US admits it has 'nearly zero' influence in Egypt

Secretary of State Clinton canceled a talk about 'democracy' that she was supposed to give in Egypt. The United States has apparently come to the conclusion that it has 'nearly zero' influence in the most populous Arab country.
The administration’s struggle to define a message here reflects its quandary with how to deal with a rapidly shifting contest for power whose outcome remains to be seen. Policy makers are struggling to balance a public push for a democratic Egypt against a desire to maintain long-term ties with both factions, the generals and the Islamists, in a context where almost any American statement is sure to provoke a backlash.

The generals have repeatedly rebuffed American pressure. The new president, Mohamed Morsi, and the other leaders of the Muslim Brotherhood still harbor deep doubts about Washington’s agenda. Some of Egypt’s secular politicians are even accusing the United States, implausibly, of conspiring to back the Brotherhood. A secular political party and a Christian group have called for a protest outside the American Embassy against what they assert to be United States support for the Islamists.

All of which has lent what some American officials say is a sense of futility about Washington’s muffled voice in the future of a strategic ally.
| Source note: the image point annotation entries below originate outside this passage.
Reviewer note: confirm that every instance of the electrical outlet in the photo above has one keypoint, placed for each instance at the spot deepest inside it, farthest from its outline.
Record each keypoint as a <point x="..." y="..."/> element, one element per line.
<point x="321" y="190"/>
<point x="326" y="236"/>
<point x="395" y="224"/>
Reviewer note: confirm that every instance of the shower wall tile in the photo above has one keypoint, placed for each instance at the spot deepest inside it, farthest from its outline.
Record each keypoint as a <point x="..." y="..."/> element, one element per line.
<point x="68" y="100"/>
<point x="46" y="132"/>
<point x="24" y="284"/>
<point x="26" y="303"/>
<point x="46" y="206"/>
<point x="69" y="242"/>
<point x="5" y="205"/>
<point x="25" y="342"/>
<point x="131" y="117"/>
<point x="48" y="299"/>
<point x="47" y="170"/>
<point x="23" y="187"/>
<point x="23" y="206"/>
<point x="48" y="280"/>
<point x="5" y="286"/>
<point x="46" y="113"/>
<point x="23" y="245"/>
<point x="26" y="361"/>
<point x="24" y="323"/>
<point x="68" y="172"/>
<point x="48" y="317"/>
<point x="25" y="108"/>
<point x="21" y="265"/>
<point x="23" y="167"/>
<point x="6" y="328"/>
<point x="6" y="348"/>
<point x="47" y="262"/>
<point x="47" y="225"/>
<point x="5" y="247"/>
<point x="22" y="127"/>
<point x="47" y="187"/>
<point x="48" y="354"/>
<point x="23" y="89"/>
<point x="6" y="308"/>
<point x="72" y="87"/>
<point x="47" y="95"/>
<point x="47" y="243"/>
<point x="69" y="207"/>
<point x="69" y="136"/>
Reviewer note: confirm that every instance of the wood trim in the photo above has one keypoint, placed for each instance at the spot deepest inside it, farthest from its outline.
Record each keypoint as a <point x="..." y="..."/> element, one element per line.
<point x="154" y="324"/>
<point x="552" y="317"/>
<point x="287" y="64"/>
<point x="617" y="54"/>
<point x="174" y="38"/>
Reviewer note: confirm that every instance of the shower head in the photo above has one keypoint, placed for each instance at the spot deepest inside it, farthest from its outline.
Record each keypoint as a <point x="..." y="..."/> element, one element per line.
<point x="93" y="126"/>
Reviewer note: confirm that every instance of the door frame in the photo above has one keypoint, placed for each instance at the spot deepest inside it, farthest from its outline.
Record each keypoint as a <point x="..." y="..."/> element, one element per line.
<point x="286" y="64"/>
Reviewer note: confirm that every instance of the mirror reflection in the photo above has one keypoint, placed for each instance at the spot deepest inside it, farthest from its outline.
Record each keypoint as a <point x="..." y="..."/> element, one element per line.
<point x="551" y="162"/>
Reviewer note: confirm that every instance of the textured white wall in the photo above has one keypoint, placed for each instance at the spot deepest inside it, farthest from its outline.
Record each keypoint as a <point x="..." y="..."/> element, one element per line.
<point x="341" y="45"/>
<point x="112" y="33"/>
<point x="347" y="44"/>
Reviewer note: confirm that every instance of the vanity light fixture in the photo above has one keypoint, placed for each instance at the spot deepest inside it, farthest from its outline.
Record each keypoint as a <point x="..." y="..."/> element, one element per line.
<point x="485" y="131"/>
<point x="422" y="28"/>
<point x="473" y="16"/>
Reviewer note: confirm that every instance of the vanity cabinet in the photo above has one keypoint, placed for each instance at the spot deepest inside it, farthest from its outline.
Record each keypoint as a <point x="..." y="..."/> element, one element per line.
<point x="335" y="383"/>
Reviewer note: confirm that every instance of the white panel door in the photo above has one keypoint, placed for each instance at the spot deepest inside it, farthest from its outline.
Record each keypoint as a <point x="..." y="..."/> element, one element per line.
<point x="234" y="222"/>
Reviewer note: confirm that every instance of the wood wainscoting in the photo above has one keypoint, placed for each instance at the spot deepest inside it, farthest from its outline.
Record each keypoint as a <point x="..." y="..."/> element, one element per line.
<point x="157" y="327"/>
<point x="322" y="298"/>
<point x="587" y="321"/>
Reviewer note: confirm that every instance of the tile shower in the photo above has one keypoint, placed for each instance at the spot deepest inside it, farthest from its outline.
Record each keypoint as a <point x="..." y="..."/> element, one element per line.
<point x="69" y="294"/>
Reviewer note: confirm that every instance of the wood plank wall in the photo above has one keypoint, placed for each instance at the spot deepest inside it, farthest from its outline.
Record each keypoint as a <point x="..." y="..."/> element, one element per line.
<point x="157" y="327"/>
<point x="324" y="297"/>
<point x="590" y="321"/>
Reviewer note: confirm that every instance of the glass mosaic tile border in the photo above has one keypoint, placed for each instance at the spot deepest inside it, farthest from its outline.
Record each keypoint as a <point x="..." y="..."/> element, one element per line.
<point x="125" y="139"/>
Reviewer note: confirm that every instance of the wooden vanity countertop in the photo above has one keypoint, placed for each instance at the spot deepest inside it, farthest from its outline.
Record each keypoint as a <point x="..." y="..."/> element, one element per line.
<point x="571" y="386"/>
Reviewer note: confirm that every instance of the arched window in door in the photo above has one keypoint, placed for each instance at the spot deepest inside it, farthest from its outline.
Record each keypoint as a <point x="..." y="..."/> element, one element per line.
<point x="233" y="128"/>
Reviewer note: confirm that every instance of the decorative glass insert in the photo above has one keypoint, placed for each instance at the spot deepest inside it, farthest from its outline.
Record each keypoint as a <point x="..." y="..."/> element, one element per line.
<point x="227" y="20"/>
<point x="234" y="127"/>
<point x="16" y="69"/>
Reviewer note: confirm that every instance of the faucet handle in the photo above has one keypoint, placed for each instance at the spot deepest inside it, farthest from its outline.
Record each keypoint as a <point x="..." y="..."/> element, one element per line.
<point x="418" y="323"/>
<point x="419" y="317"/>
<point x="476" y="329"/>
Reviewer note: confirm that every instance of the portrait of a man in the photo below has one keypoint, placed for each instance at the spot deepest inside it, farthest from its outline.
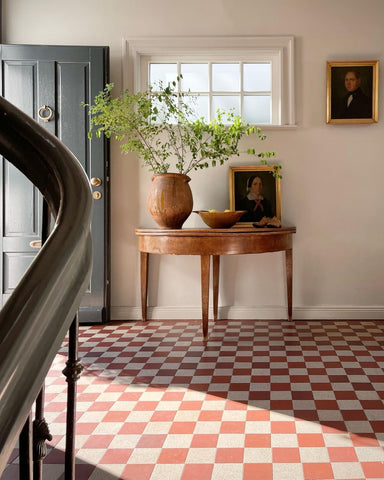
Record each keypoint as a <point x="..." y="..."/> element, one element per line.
<point x="352" y="92"/>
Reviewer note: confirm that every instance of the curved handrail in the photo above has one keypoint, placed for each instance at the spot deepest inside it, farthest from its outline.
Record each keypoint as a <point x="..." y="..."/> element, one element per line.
<point x="37" y="316"/>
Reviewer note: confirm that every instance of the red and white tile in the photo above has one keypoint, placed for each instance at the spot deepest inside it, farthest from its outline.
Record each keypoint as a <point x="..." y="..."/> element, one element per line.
<point x="260" y="400"/>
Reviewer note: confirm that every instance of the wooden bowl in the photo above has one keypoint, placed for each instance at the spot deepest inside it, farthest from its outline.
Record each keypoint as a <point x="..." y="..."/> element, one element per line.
<point x="220" y="219"/>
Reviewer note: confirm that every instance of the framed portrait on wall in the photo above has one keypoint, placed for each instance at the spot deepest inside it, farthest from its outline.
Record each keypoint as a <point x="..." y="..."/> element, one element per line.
<point x="352" y="92"/>
<point x="253" y="188"/>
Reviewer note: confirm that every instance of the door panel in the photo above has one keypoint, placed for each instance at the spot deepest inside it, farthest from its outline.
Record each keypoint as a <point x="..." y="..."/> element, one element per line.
<point x="61" y="78"/>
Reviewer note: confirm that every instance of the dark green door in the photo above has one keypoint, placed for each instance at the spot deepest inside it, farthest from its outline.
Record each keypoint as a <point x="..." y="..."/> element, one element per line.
<point x="52" y="81"/>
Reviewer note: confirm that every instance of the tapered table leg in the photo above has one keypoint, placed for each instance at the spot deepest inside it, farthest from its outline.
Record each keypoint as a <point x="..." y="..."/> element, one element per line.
<point x="205" y="259"/>
<point x="144" y="283"/>
<point x="288" y="268"/>
<point x="215" y="274"/>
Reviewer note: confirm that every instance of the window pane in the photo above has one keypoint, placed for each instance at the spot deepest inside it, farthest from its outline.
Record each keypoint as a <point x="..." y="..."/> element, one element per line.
<point x="163" y="113"/>
<point x="257" y="77"/>
<point x="162" y="72"/>
<point x="257" y="109"/>
<point x="199" y="103"/>
<point x="195" y="77"/>
<point x="226" y="77"/>
<point x="226" y="103"/>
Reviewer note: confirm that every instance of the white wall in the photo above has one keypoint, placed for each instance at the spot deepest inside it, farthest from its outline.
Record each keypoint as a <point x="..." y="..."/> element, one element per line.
<point x="333" y="174"/>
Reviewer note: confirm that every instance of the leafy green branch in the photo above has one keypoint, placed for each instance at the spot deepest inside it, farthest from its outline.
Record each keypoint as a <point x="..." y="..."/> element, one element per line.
<point x="161" y="127"/>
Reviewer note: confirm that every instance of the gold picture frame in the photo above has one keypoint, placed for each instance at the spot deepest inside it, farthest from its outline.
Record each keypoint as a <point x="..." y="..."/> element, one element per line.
<point x="352" y="91"/>
<point x="240" y="179"/>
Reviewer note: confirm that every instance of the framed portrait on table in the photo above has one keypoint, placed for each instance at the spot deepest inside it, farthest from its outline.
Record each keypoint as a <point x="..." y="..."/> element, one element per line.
<point x="352" y="92"/>
<point x="253" y="188"/>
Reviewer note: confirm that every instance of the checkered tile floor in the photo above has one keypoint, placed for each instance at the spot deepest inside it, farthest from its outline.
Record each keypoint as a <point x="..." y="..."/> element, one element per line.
<point x="260" y="400"/>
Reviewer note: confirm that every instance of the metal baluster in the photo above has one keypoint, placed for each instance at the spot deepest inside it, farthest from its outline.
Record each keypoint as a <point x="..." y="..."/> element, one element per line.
<point x="25" y="451"/>
<point x="72" y="371"/>
<point x="40" y="435"/>
<point x="40" y="426"/>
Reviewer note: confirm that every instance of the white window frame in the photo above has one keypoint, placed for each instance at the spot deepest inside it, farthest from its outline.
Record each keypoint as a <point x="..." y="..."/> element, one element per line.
<point x="279" y="50"/>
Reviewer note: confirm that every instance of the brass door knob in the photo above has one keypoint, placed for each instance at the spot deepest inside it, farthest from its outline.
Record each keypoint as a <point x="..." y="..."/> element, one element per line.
<point x="35" y="244"/>
<point x="96" y="181"/>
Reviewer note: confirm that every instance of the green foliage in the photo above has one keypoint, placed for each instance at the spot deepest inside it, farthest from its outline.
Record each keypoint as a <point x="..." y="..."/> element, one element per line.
<point x="162" y="128"/>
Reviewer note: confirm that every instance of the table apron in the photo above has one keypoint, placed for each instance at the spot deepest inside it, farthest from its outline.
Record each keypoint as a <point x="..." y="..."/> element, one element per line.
<point x="225" y="245"/>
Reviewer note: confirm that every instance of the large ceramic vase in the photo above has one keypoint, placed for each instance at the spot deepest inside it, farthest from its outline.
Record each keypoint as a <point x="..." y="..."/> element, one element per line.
<point x="170" y="199"/>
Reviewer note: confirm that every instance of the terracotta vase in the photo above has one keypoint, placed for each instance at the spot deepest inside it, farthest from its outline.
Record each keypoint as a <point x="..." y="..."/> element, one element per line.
<point x="170" y="199"/>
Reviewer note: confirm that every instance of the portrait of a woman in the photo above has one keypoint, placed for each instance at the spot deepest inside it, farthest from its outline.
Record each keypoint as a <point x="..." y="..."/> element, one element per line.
<point x="254" y="202"/>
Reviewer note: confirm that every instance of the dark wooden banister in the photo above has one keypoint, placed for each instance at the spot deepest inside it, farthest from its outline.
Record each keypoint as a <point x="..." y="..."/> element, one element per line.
<point x="37" y="316"/>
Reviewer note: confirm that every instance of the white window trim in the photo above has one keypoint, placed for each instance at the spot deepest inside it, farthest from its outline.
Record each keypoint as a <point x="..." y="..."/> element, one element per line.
<point x="279" y="47"/>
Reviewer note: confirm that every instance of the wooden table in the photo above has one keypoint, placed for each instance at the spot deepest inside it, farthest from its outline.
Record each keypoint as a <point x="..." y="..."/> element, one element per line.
<point x="207" y="243"/>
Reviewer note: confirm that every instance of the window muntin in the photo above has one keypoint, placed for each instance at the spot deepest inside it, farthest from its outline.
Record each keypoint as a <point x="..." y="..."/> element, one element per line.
<point x="243" y="88"/>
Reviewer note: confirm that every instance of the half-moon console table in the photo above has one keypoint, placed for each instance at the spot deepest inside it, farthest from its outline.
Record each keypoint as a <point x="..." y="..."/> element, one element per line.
<point x="207" y="243"/>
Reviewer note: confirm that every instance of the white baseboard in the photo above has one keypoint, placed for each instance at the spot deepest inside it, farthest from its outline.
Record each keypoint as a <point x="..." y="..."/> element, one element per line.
<point x="253" y="313"/>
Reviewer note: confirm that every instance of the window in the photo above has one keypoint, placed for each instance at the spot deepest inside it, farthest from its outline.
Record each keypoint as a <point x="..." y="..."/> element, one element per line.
<point x="244" y="88"/>
<point x="253" y="76"/>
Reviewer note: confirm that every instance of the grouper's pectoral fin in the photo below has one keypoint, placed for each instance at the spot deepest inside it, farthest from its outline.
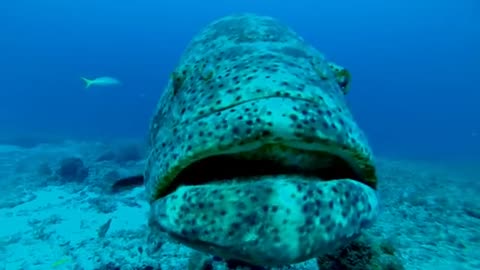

“In some ways all the talk in Washington about what to do in Egypt is incredibly inefficient,” said Peter Mandaville, a political scientist at George Mason University who until recently advised the State Department on Islamist politics in the region. “At a time of virtually zero U.S. influence, we don’t need to waste so much time figuring out how to try to get the Egyptian people to like us.”
Read the whole thing. Basically, the US has no confidence in the Islamists (despite Obama and Clinton being enamored with them) and no influence at all over the military. Funny how I don't hear the Obama campaign bragging about how they got rid of Mubarak.